Benjamin Stora, Professor an der Universität Paris 13 und am Institut national des langues et civilisations orientales (Inalco), ist Historiker und hat sich auf die Geschichte der Maghreb-Saaten spezialisiert. Er hat eine große Zahl an Bücher über Algerien verfasst, u. a. La gangrène et l’oubli, la mémoire de la guerre d’Algérie, Paris: La Découverte, 1991, Les guerres sans fin. Un historien, la France et l’Algérie, 2008 oder Les clés retrouvées, Paris, Stock 2015 wie auch zusammen mit Renaud de Rochebrune, La guerre d’Algérie vue par les Algériens, en deux volumes,2017.

> Benjamin Stora: Biographie et Biblographie.

Der Bericht mit dem Titel > Les Questions mémorielles portant sur la colonisation et la guerre d’Algérie. Rapport, den Benjamin Stora Staatspräsident Macron überrreicht hat, umfasst 160 Seiten mit einer Bibliographie: S: 153-157. Sehr ausführlich im Anhang: Archives relatives à l’Algérie, classements, numérisations et mises en ligne. Bilan et perspectives 2017-2024: S. 132-143.
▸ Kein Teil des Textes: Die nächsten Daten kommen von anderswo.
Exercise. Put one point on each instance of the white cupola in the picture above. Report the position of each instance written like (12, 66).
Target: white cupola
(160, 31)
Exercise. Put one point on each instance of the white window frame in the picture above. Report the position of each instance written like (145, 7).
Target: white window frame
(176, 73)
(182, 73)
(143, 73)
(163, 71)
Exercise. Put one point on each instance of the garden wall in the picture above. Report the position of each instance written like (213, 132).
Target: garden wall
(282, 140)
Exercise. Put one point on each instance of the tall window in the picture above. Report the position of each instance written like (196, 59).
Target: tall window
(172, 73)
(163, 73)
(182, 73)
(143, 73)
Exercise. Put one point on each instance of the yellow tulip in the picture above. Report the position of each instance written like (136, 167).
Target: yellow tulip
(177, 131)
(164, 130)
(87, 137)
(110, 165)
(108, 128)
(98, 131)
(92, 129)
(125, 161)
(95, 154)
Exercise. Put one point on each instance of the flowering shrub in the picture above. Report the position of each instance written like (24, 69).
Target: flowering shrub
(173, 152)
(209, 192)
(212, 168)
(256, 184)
Gemäß des Titels geht es um die Aktivitäten und Formen  Erinnerungskultur bezüglich der Kolonalisierung und des Kriegs in Algerien, der 1954 begann und mit der Unabhängigkeit Algeriens 1962 endete. Auf Seite 2 seines Berichts zitiert Stora aus dem Brief von Präsident Macron, in dem er Stora um Bericht bittet: „Je souhaite m’inscrire dans une volonté nouvelle de réconciliation des peuples français et algériens. …“ „Ich möchte einen neune Anlauf nehmen, und den Wunsch nach Versöhnung zwischen dem französischen und dem algerischen Volk umsetzen. Das Thema der Kolonisierung und des Algerienkrieges hat zu lange den Aufbau einer Schicksalsgemeinschaft zwischen unseren beiden Ländern im Mittelmeerraum behindert. Diejenigen, die die Zukunft Algeriens und Frankreichs verantwortlich sind, kommt keine keine Schuld für die vergangenen Konfrontationen zu. Es ist die Pflicht unserer Generation, dafür zu sorgen, dass sie nicht das Stigma davon trägt, um ihre eigene Geschichte zu schreiben. Diese Arbeit des Erinnerns, der Wahrheit und der Versöhnung, für uns selbst und für unsere Beziehungen zu Algerien, ist nicht beendet und wird fortgesetzt. Wir wissen, dass es Zeit benötigt und dass es mit Mut, im Geiste der Harmonie, der Besänftigung und des Respekts für alle Gewissen durchgeführt werden muss. Daher hoffe ich, im Bewusstsein und mit Respekt vor Ihren Verpflichtungen, auf Ihre Erfahrung und Ihre intime und tiefgehende Kenntnis dieser Themen zählen zu können, um unsere Überlegungen zu nähren und unsere Entscheidungen zu erhellen, indem ich Sie mit einem Auftrag zur Reflexion betraue.“ (Übers. v. d. Red.)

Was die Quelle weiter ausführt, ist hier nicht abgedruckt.